Resumen:
The analysis of particle systems by means of Static Light Scattering (SLS) measurements may procure different types of information about morphological characteristics of the particles. Their size, shape, constitution and distribution can be known when experimental setups and appropriate models are available. The use of an appropriate model in each case depends on some parameters of the system such as its concentration and polydispersity. The mathematical model complexity is another relevant issue which in some cases may require building approximations due to excessive computational costs.
The interpretation of measured data through models leads to a formulation of an inverse problem, where the solution is represented by a set of parameters and/or functions that characterizes the analyzed system. Furthermore, the formulated inverse problem falls into the category of the ill-conditioned ones which means high variability of solutions for minimal changes in data. As a consequence of this, there is a need of stabilizing the given problem by some regularization technique.

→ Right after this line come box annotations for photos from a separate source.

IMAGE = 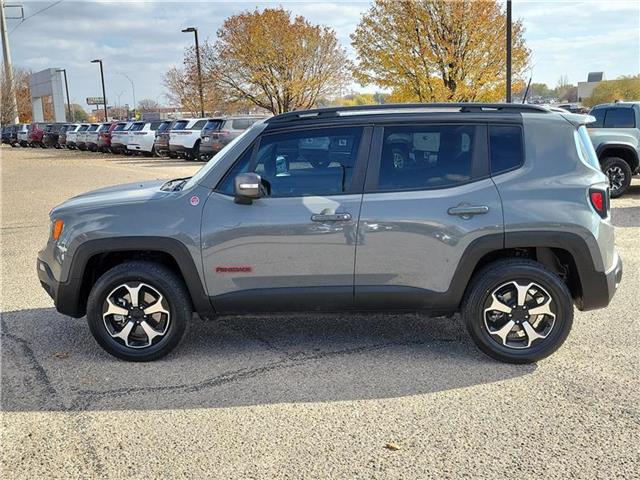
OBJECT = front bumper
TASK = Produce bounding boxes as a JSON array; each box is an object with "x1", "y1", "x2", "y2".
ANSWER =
[
  {"x1": 577, "y1": 253, "x2": 622, "y2": 310},
  {"x1": 36, "y1": 252, "x2": 86, "y2": 318}
]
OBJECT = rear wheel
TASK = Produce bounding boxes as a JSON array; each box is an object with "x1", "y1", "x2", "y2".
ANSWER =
[
  {"x1": 602, "y1": 157, "x2": 633, "y2": 198},
  {"x1": 87, "y1": 261, "x2": 192, "y2": 362},
  {"x1": 462, "y1": 258, "x2": 573, "y2": 363}
]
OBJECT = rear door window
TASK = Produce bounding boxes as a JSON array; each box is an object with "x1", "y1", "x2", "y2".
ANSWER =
[
  {"x1": 189, "y1": 120, "x2": 207, "y2": 130},
  {"x1": 377, "y1": 125, "x2": 477, "y2": 191},
  {"x1": 219, "y1": 127, "x2": 362, "y2": 197},
  {"x1": 604, "y1": 108, "x2": 636, "y2": 128},
  {"x1": 171, "y1": 120, "x2": 189, "y2": 130},
  {"x1": 203, "y1": 120, "x2": 223, "y2": 131},
  {"x1": 589, "y1": 108, "x2": 606, "y2": 128},
  {"x1": 489, "y1": 125, "x2": 524, "y2": 175}
]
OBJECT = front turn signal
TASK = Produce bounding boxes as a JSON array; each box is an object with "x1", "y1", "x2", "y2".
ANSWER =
[{"x1": 51, "y1": 219, "x2": 64, "y2": 241}]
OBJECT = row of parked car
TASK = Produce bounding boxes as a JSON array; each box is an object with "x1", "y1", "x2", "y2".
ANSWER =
[{"x1": 2, "y1": 115, "x2": 265, "y2": 161}]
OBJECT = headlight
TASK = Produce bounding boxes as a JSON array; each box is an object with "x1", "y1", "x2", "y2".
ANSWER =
[{"x1": 51, "y1": 219, "x2": 64, "y2": 241}]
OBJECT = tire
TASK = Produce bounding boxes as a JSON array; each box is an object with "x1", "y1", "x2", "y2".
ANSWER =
[
  {"x1": 602, "y1": 157, "x2": 633, "y2": 198},
  {"x1": 462, "y1": 258, "x2": 573, "y2": 363},
  {"x1": 87, "y1": 261, "x2": 193, "y2": 362}
]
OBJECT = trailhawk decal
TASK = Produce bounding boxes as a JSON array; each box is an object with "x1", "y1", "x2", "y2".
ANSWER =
[{"x1": 216, "y1": 265, "x2": 253, "y2": 273}]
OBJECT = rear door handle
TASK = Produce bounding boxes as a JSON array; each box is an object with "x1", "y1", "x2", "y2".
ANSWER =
[
  {"x1": 311, "y1": 213, "x2": 351, "y2": 222},
  {"x1": 447, "y1": 205, "x2": 489, "y2": 218}
]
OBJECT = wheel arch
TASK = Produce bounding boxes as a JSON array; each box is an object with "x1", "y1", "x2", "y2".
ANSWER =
[
  {"x1": 596, "y1": 142, "x2": 640, "y2": 173},
  {"x1": 58, "y1": 237, "x2": 214, "y2": 317},
  {"x1": 449, "y1": 231, "x2": 608, "y2": 310}
]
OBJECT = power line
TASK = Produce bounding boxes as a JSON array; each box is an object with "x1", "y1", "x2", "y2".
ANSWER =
[{"x1": 9, "y1": 0, "x2": 64, "y2": 35}]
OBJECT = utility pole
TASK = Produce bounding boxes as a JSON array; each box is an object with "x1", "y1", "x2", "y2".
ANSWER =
[
  {"x1": 182, "y1": 27, "x2": 204, "y2": 117},
  {"x1": 507, "y1": 0, "x2": 511, "y2": 103},
  {"x1": 0, "y1": 0, "x2": 20, "y2": 123},
  {"x1": 57, "y1": 68, "x2": 73, "y2": 122}
]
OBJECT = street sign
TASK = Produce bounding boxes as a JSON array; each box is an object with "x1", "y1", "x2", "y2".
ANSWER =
[{"x1": 87, "y1": 97, "x2": 104, "y2": 105}]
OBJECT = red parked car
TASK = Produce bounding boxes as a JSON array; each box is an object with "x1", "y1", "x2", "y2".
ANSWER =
[{"x1": 27, "y1": 123, "x2": 47, "y2": 148}]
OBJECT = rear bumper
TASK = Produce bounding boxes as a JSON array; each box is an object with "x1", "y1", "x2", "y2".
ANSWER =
[
  {"x1": 577, "y1": 253, "x2": 622, "y2": 310},
  {"x1": 200, "y1": 142, "x2": 224, "y2": 155}
]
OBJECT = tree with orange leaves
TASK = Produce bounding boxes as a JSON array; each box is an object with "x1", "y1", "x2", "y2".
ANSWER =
[
  {"x1": 203, "y1": 8, "x2": 351, "y2": 114},
  {"x1": 351, "y1": 0, "x2": 530, "y2": 102}
]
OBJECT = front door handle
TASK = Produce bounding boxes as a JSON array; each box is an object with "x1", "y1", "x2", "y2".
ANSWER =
[
  {"x1": 311, "y1": 213, "x2": 351, "y2": 222},
  {"x1": 447, "y1": 205, "x2": 489, "y2": 219}
]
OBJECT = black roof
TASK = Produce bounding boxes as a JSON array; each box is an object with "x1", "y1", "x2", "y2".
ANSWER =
[{"x1": 266, "y1": 103, "x2": 551, "y2": 124}]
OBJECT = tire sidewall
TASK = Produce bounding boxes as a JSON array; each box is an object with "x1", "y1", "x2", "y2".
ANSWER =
[
  {"x1": 87, "y1": 269, "x2": 190, "y2": 361},
  {"x1": 464, "y1": 264, "x2": 573, "y2": 363}
]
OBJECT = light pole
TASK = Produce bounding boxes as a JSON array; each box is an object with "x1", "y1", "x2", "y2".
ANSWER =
[
  {"x1": 91, "y1": 58, "x2": 108, "y2": 122},
  {"x1": 56, "y1": 68, "x2": 74, "y2": 122},
  {"x1": 507, "y1": 0, "x2": 511, "y2": 103},
  {"x1": 118, "y1": 72, "x2": 137, "y2": 118},
  {"x1": 182, "y1": 27, "x2": 204, "y2": 117},
  {"x1": 0, "y1": 0, "x2": 20, "y2": 123}
]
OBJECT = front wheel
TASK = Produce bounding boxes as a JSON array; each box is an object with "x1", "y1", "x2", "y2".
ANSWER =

The developed work in this thesis corresponds to the estimation of the Particle Size Distribution (PSD) for concentrated systems by using two different accuracy models for spherical particles with one or two layers: the model known as Local Monodisperse Approximation (LMA) and the Finite Mixture Model (FMM). These models work for media with refractive index close to the one of particles (low contrast condition) in which is possible to neglect the multiple scattering effect, simplifying in a significative way the mathematical difficulties. The scope and limitations of the used models are studied in regard with concentration and polydispersity of systems and with several resolution methods for the inverse problems. In this sense, valuable quantitative results are obtained related to the errors in the use of the less-exact model (LMA) taking as evaluation criteria the functioning of this model in solving the inverse problem. The performed analysis firstly uses a deterministic approach of minimum-squares based methods with three data sources: two coming from simulations corresponding to each model with numerical normal noise added and a third one from experimental measurements. As a consequence of some errors observed using this deterministic approach, it is also presented a new alternative one based on Bayesian methods. This new approach has been successfully applied to combine processing from SLS measurements with data coming from alternative techniques, in this case, from Scanning Electron Microscopy (SEM). Finally, the FMM is used in a parametrical form due to its mathematical complexity following a deterministic approach equivalent to the one implemented for the LMA.